He said the RACQ was concerned that the price cycles had become longer and flatter, reducing the opportunity for motorists to pick up cheaper fuel and keeping the average high, even though prices did not reach the peaks of 2022 and 2023.
Dr Jeffreys said all south-east centres had record ULP averages in 2024: 194.5 cents per litre in Brisbane, 190.9 cents per litre on the Gold Coast and 192.6 cents per litre in Ipswich.
“The Sunshine Coast has fared slightly better than the other centres in south-east Queensland but it’s significantly higher than we would expect and significantly higher than we see for regional centres elsewhere in Australia,” he said.
“In Perth, the average was 181.9 and there’s no good reason why fuel in south-east Queensland should be 10 to 15 cents a litre more expensive than in Perth.”
Dr Jeffreys said data did not support a correlation between the school holidays and cyclical fuel price increases, but given a delay in the cycle that increased the price in mid-December, “it looks like fuel companies were deliberately manipulating the cycles going into the school holidays”.
The cheapest fuel in Queensland in 2024 was in Dalby, where the average price of unleaded was 175.6 cents a litre.
Dr Jeffreys said motorists travelling in or out of the south-east could benefit from buying their fuel in the regional areas they were heading from or to, pending the state of the SEQ fuel cycle.
“On average, you would be better off buying in Gympie than on the Sunshine Coast. That’s not allowing for the bottom of the cycle.
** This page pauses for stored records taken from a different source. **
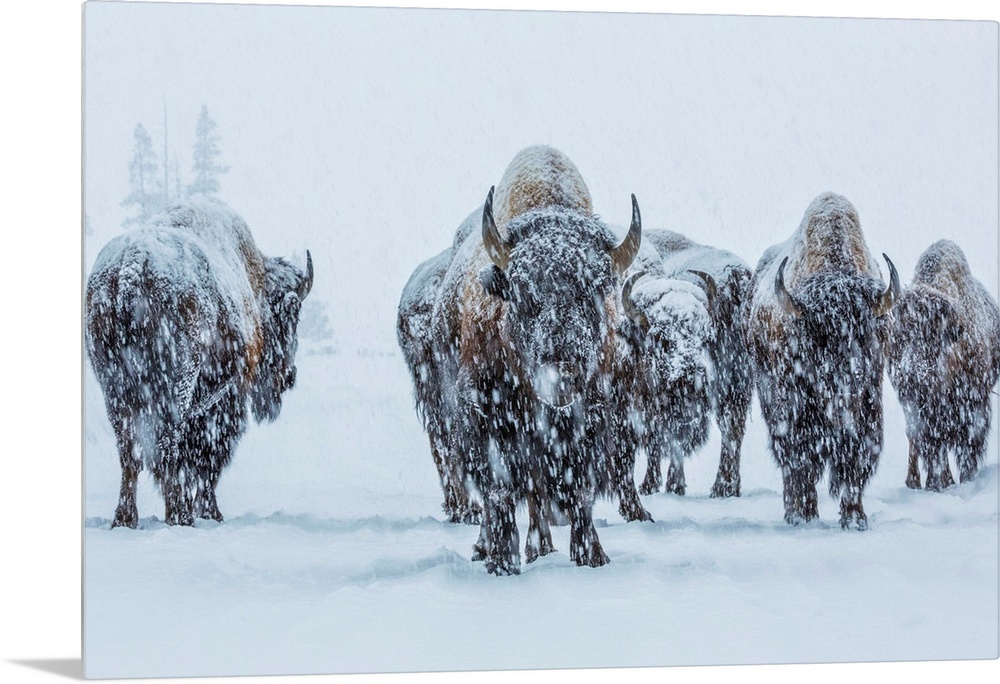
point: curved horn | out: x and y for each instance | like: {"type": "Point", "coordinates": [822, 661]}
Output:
{"type": "Point", "coordinates": [891, 294]}
{"type": "Point", "coordinates": [711, 289]}
{"type": "Point", "coordinates": [306, 284]}
{"type": "Point", "coordinates": [787, 302]}
{"type": "Point", "coordinates": [496, 247]}
{"type": "Point", "coordinates": [628, 305]}
{"type": "Point", "coordinates": [624, 254]}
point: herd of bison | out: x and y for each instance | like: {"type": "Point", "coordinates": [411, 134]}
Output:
{"type": "Point", "coordinates": [546, 352]}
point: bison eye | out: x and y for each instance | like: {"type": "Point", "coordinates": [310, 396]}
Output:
{"type": "Point", "coordinates": [526, 303]}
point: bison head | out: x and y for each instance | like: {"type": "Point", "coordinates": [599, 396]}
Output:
{"type": "Point", "coordinates": [285, 288]}
{"type": "Point", "coordinates": [557, 271]}
{"type": "Point", "coordinates": [837, 335]}
{"type": "Point", "coordinates": [926, 325]}
{"type": "Point", "coordinates": [668, 325]}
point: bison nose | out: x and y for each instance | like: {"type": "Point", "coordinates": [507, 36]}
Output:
{"type": "Point", "coordinates": [558, 384]}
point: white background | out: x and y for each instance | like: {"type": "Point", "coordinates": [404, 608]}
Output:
{"type": "Point", "coordinates": [42, 346]}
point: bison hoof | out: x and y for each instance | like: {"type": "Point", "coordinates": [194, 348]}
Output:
{"type": "Point", "coordinates": [533, 553]}
{"type": "Point", "coordinates": [725, 490]}
{"type": "Point", "coordinates": [212, 515]}
{"type": "Point", "coordinates": [503, 566]}
{"type": "Point", "coordinates": [591, 555]}
{"type": "Point", "coordinates": [939, 484]}
{"type": "Point", "coordinates": [797, 518]}
{"type": "Point", "coordinates": [860, 522]}
{"type": "Point", "coordinates": [122, 519]}
{"type": "Point", "coordinates": [471, 515]}
{"type": "Point", "coordinates": [633, 514]}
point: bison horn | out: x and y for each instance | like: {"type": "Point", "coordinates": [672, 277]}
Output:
{"type": "Point", "coordinates": [710, 287]}
{"type": "Point", "coordinates": [306, 284]}
{"type": "Point", "coordinates": [624, 254]}
{"type": "Point", "coordinates": [787, 302]}
{"type": "Point", "coordinates": [496, 246]}
{"type": "Point", "coordinates": [631, 310]}
{"type": "Point", "coordinates": [891, 294]}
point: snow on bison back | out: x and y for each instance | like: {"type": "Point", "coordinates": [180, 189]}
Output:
{"type": "Point", "coordinates": [943, 361]}
{"type": "Point", "coordinates": [817, 325]}
{"type": "Point", "coordinates": [185, 323]}
{"type": "Point", "coordinates": [527, 312]}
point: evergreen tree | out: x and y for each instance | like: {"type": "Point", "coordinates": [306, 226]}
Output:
{"type": "Point", "coordinates": [206, 153]}
{"type": "Point", "coordinates": [144, 192]}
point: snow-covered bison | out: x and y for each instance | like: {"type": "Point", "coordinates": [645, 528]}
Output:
{"type": "Point", "coordinates": [527, 312]}
{"type": "Point", "coordinates": [187, 322]}
{"type": "Point", "coordinates": [726, 278]}
{"type": "Point", "coordinates": [943, 360]}
{"type": "Point", "coordinates": [662, 375]}
{"type": "Point", "coordinates": [817, 327]}
{"type": "Point", "coordinates": [433, 390]}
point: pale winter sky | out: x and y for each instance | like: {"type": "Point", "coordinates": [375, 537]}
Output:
{"type": "Point", "coordinates": [367, 135]}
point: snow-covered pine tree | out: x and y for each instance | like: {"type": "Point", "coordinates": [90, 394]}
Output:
{"type": "Point", "coordinates": [206, 153]}
{"type": "Point", "coordinates": [144, 190]}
At the bottom of the cycle, you would be able to buy cheaper fuel on the Sunshine Coast,” he said.
Dr Jeffrey advised motorists to check apps such as the RACQ’s Fuel and Deals and fill up where and when it was cheapest, topping up only as necessary when fuel was at its highest.
“It’s quite difficult to see whether that has had any impact on the fuel market but as an individual, if you look at the savings in fuel if you buy fuel on the cheap days and only top up on the more expensive days, that will save you money over the year.”
A BP spokesperson said the company aimed to be competitive with pricing, while its independent operators set their own retail pricing.
The spokesperson said most of the company’s fuel was imported and oil prices were affected by demand for oil, supply and inventory levels, and geo-political factors.
No comment has yet been received from another fuel company contacted by Sunshine Coast News.